Learner status: Displays the current learning rate, loss function values, optimizer monitoring metrics, etc., in a tabular format:
- analysis/dormant_ratio_encoder_avg: The average dormant ratio in the encoder, indicating inactive neurons
- analysis/dormant_ratio_dynamics_avg: The average dormant ratio in the dynamics model
- analysis/latent_state_l2_norms_avg: The average L2 norm of the latent state
- collect_mcts_temperature_avg: The average temperature parameter of MCTS during data collection, affecting exploration
- cur_lr_avg: The current learning rate
- weighted_total_loss_avg: The weighted average total loss
- total_loss_avg: The average total loss
- policy_loss_avg: The average policy loss
- policy_entropy_avg: The average policy entropy
- target_policy_entropy_avg: The average target policy entropy
- reward_loss_avg: The average reward loss
- value_loss_avg: The average value loss
- consistency_loss_avg: The average consistency loss
- value_priority_avg: The average priority based on value in experience replay
- target_reward_avg: The average target reward
- target_value_avg: The average target value
- predicted_rewards_avg: The average predicted rewards
- predicted_values_avg: The average predicted values
- transformed_target_reward_avg: The transformed average target reward
- transformed_target_value_avg: The transformed average target value
- total_grad_norm_before_clip_avg: The total gradient norm before clipping

Tensorboard Log Files

To facilitate experiment management, LightZero saves all scattered log files in the log/serial folder as a single Tensorboard log file, named in the format events.out.tfevents.<timestamp>.<hostname>. Through Tensorboard, users can monitor the trends of various metrics during the training process in real-time.

Checkpoint Files

The ckpt folder stores the checkpoint files of the model parameters:

ckpt_best.pth.tar: The model parameters that achieved the best performance during evaluation
iteration_<iteration_number>.pth.tar: The model parameters periodically saved during the training process

If you need to load the saved model, you can use methods like torch.load('ckpt_best.pth.tar') to read them.

Conclusion

LightZero provides users with a comprehensive logging and monitoring system, helping researchers and developers gain deep insights into the entire training process of reinforcement learning agents.
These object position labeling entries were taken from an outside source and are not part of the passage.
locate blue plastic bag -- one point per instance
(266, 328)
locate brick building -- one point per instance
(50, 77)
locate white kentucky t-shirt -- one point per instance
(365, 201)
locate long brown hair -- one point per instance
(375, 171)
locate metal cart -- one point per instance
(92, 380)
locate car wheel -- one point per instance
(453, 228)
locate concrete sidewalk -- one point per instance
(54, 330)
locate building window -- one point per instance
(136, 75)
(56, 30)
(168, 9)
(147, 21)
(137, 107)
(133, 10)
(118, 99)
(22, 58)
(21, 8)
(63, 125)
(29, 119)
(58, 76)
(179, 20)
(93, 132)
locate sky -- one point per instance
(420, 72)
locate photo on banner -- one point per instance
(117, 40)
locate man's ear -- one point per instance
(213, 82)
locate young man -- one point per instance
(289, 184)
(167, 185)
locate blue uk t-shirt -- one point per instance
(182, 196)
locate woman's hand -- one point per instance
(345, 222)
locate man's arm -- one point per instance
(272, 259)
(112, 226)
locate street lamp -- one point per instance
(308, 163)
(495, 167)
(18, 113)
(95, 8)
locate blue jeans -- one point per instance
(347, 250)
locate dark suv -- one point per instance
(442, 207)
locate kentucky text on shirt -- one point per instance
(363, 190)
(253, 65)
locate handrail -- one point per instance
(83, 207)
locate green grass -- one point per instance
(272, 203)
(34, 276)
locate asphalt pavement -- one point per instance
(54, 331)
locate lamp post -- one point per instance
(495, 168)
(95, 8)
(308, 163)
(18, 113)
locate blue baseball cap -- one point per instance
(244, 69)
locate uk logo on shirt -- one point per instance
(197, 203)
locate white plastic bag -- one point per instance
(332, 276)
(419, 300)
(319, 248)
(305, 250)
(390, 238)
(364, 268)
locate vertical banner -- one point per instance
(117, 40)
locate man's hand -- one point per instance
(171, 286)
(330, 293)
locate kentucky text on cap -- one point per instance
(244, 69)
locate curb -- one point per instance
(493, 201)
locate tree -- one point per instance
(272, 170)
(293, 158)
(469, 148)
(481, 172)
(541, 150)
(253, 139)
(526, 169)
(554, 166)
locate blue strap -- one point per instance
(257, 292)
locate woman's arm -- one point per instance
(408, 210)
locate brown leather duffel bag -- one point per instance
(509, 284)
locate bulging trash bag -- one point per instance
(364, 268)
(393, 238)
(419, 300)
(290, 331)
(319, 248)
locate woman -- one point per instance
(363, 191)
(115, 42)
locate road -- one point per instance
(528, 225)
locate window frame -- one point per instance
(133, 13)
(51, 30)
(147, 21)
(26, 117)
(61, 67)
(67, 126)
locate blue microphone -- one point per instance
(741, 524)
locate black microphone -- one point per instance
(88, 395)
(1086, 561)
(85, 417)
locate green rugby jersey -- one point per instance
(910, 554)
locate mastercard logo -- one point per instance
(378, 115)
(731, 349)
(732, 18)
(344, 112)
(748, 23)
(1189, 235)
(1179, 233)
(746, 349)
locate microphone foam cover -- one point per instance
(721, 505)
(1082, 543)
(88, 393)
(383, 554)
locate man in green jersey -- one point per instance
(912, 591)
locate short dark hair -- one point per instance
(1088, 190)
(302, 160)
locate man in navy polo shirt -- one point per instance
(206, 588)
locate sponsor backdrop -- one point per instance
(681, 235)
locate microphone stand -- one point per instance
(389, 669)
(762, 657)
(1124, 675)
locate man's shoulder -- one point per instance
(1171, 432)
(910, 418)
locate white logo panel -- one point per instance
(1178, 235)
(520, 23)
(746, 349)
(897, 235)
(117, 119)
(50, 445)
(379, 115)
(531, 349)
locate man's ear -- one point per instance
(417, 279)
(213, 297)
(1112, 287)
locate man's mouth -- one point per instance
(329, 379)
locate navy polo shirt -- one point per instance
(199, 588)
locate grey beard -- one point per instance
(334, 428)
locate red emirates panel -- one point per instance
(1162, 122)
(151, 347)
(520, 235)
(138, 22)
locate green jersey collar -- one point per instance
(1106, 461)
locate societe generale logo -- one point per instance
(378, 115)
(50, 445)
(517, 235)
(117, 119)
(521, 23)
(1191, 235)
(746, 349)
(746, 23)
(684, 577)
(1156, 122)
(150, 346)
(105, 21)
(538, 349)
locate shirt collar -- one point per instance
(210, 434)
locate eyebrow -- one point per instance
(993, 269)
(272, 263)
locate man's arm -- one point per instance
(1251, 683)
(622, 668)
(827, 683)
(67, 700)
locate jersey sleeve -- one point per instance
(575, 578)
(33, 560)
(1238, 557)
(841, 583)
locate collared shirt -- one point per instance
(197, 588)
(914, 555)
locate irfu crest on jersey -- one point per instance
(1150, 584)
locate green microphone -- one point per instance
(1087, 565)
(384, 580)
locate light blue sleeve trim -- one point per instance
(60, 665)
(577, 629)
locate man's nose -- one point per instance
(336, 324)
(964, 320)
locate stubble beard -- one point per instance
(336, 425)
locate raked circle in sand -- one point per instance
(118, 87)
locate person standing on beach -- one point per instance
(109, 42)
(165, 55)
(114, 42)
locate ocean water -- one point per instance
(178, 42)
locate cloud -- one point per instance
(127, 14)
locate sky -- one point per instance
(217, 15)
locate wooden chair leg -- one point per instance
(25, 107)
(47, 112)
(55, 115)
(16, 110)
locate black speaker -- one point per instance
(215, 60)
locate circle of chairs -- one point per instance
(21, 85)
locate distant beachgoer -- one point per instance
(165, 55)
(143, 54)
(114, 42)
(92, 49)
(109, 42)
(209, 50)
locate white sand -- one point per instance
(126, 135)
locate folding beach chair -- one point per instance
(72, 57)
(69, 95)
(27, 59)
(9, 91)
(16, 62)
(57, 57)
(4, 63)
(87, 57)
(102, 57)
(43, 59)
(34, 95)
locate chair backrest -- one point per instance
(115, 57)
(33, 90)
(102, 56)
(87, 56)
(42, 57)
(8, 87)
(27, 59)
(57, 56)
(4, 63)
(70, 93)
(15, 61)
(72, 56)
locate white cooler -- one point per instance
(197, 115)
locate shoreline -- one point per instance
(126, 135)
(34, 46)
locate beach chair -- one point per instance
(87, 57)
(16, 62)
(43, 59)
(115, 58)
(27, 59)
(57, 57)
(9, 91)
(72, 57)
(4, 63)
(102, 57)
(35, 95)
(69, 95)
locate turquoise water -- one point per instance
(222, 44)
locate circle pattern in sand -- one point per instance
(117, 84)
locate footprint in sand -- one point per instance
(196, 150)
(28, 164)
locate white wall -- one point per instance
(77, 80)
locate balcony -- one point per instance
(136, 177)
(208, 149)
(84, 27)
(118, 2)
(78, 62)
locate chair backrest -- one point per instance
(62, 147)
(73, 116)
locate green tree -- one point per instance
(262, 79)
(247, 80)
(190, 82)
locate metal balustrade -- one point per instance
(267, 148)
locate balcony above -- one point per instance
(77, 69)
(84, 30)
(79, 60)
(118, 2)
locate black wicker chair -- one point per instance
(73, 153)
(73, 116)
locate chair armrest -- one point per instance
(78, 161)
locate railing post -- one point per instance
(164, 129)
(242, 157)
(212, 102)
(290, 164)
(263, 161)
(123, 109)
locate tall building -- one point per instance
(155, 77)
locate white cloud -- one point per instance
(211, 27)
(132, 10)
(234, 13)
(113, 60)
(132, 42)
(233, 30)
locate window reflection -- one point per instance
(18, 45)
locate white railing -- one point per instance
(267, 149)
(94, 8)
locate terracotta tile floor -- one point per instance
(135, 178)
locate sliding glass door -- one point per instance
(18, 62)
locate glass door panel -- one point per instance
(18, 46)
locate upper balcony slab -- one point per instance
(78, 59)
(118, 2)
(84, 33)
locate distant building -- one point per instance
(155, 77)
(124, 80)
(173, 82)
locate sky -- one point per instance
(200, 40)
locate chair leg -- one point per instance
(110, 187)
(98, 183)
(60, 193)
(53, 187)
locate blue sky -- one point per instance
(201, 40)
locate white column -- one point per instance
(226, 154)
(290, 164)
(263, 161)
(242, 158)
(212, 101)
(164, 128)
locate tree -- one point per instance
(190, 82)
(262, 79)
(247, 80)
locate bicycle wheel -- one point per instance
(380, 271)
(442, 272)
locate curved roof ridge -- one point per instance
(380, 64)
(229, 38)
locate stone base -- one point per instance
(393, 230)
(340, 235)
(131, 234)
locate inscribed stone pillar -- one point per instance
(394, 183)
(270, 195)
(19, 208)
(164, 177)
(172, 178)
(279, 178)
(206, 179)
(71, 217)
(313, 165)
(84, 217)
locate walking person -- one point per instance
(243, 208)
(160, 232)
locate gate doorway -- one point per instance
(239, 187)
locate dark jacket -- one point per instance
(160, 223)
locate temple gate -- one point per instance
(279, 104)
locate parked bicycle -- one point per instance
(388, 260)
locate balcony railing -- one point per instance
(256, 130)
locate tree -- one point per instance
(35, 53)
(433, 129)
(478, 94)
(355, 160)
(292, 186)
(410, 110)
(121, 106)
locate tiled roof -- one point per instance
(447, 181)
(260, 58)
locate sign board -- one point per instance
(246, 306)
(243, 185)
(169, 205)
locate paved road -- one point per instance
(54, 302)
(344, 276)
By analyzing the metrics of the collector, evaluator, and learner, we can grasp the progress and effectiveness of the algorithm in real-time and optimize the training strategy accordingly. At the same time, the standardized organization of checkpoint files ensures the reproducibility of experiments. LightZero’s well-developed logging and monitoring system will undoubtedly become a powerful assistant for users in algorithm research and practical applications.